Here's my example case again:

        (...new IPsec'd packet comes in, asserts NIC interrupt)
1. switch from user to NIC interrupt thread
        (...  NIC calls ether_input which demuxes packet, enqueues on
              protocol input routine, requests softint processing, blocks)
2. switch from NIC hardware thread to softint thread
        (... OCF submits job, blocks ...)
3. switch from softint to user  
        (... crypto hardware finishes, requests interrupt...)
4.  switch from user to crypto-interrupt thread
        (... crypto driver calls OCF which wakes up softint processing...)
5. switch to softint thread, process cleartext packet
        (... done with local  kernel packet processing, softint thread  ...)
6. switch back to user. 

And here's an equivalent monolithic-kernel+biglock scenario,
recognizable for 4.3BSD(-Tahoe) to NetBSD-3:

        (...new IPsec'd packet comes in, asserts NIC interrupt)
1. kernel takes interrupt, calls into NIC device interrupt handler
   in currently active context.  Note no context switch.  [1]
        (...  NIC calls ether_input which demuxes packet, enqueues on
              protocol input routine, requests softint processing, returns)

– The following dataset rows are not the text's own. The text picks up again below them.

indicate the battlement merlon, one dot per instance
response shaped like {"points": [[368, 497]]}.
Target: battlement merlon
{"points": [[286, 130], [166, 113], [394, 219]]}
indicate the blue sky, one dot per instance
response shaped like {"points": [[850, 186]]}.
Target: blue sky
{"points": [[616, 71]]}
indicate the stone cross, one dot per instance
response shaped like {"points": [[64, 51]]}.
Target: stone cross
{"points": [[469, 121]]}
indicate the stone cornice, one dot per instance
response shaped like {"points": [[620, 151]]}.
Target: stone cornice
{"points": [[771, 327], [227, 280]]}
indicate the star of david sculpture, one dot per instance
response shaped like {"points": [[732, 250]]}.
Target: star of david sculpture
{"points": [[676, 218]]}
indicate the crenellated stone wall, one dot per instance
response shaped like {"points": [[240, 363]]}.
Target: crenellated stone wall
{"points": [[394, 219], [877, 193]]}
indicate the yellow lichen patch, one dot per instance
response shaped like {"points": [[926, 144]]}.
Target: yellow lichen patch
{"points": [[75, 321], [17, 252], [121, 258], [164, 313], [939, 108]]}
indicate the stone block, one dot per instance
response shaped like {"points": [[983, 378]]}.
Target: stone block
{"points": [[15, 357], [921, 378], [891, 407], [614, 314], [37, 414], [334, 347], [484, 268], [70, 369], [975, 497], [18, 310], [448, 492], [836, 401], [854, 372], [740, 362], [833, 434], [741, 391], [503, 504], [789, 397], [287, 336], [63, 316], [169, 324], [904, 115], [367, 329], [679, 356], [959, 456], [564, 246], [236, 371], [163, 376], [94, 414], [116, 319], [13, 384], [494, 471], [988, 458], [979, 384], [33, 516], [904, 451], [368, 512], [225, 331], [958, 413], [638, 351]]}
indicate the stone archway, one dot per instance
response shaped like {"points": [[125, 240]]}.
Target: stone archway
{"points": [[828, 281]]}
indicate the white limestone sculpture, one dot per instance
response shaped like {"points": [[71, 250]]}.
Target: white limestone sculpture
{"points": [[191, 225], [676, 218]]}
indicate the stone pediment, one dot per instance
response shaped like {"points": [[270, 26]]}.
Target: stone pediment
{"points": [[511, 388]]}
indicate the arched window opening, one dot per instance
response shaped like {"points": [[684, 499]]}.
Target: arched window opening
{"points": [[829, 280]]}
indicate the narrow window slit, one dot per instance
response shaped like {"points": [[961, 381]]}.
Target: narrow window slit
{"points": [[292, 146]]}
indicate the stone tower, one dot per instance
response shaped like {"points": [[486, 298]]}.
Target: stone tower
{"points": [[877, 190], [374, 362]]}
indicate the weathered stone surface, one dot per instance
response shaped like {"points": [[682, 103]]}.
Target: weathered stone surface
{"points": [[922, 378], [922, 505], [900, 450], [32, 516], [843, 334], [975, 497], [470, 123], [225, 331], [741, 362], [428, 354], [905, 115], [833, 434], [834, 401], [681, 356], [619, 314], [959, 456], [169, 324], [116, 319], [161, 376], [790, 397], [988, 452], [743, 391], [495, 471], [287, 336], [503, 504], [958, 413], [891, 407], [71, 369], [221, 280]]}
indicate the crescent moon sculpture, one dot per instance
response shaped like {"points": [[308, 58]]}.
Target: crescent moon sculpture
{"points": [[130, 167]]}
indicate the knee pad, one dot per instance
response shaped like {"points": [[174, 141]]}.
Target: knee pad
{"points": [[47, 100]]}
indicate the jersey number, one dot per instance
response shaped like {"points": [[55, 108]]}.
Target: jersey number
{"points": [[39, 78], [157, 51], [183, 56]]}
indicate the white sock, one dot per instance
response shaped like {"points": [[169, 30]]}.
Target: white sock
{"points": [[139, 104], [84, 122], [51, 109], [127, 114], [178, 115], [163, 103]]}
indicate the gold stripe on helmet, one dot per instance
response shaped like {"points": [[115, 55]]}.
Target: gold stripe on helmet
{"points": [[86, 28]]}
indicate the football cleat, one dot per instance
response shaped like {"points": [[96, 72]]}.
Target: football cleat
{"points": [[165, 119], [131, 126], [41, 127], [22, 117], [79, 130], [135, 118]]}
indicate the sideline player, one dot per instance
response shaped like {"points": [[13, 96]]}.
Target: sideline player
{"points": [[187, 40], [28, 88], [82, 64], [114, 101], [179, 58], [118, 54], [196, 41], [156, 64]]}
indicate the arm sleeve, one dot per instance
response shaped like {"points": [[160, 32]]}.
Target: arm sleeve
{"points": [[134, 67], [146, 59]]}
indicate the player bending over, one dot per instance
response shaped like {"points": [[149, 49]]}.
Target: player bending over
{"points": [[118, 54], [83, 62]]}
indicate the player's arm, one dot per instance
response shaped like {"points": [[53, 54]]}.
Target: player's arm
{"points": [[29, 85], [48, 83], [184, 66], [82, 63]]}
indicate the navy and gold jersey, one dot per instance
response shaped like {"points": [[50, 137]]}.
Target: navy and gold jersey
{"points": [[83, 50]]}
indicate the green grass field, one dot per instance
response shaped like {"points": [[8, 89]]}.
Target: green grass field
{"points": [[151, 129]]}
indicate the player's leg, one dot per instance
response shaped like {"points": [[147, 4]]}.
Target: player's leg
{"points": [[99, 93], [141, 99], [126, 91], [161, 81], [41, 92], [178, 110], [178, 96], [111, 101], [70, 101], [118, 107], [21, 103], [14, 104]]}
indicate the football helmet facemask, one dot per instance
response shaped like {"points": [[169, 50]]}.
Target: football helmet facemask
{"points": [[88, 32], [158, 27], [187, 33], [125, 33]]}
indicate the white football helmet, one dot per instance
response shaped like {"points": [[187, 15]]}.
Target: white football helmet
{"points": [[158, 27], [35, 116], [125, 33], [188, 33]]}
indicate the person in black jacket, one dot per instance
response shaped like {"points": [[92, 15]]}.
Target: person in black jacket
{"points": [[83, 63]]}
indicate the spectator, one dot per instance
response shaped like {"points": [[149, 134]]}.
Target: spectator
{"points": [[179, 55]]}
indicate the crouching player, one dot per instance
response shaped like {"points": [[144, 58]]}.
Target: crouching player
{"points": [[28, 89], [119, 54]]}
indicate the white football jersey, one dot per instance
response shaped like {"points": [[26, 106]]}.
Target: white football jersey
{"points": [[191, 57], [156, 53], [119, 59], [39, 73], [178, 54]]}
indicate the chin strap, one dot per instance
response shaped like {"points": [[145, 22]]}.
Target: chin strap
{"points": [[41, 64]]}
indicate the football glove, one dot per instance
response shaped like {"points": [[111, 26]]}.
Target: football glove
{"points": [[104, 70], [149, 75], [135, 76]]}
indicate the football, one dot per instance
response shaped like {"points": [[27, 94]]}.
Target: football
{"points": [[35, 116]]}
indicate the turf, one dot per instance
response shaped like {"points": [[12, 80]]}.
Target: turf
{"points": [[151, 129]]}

2. After return from hardware interrupt handler, but before returning
   to the pre-interrupt state, the kernel checks for pending software
   interrupts.  Here, we run softints (assuming they weren't active
   at the time we took the interrupt).
   
        (... IP calls to FAST_IPSEC, to OCF, OCF submits job, returns ...)

3. continue returning from   softint to user.  Note no context switch.
        (... crypto hardware finishes, requests interrupt...)

4.  Kernel takes hardware interrupt. Note, no context switch.
    (... crypto driver calls OCF,  which calls FAST_IPSEC 
    continuation, which requests further softint processing via
    schednetisr() ...)

5.  On return from hardware interrupt, the kernel checks for
    pending softints. If softint processing was not already active,
    the kernel does   software-interrupt callouts.

6.  Continue returning from interrupt back to the pre-interrupt
    user code.

The first scenario has several context switches. (It also has hardware
interrupt traps, which we have to take and turn into scheduler events
to wake up the corresponding thread; plus returns from those traps).

The second scenario doesn't have context switches; interrupt
processing is done in the context of the interrupt traps.
That's the difference, and on most CPU architectures, it's a
significant difference.

Compare the TCP rates (multiple ttcp sessions on multiple NICs) that
uniprocessor NetBSD-3.1 can sustain, to what FreeBSD-6 can sustain on
the same hardware --- even *with* SMP and multiple CPUs, and even with
handling the netisr processing in the context of the
hardware-interrupt thread (as Jason mentioned earlier).

And just personally, I still don't think NIC interrupt mitigation is
an on-point response.  First, crypto cards don't support significant
interrupt mitigation (the bcm5823/586x has a work queue that's 4 deep;
the hardware can handle multiple packets in each of those slots, but
our driver doesn't support that).

If you want to discuss interrupt mitigation, then let's consider a
non-IPSEC case with 350,000 packets/sec at 25,000 interrupts/sec.
(That's an good approximation for filling four 1GbE links,
inbound-only, with large sends).


[1] Or on a special interrupt stack, on VAX or other  machines
    which have them; let's leave dedicated interrupt-modes for now.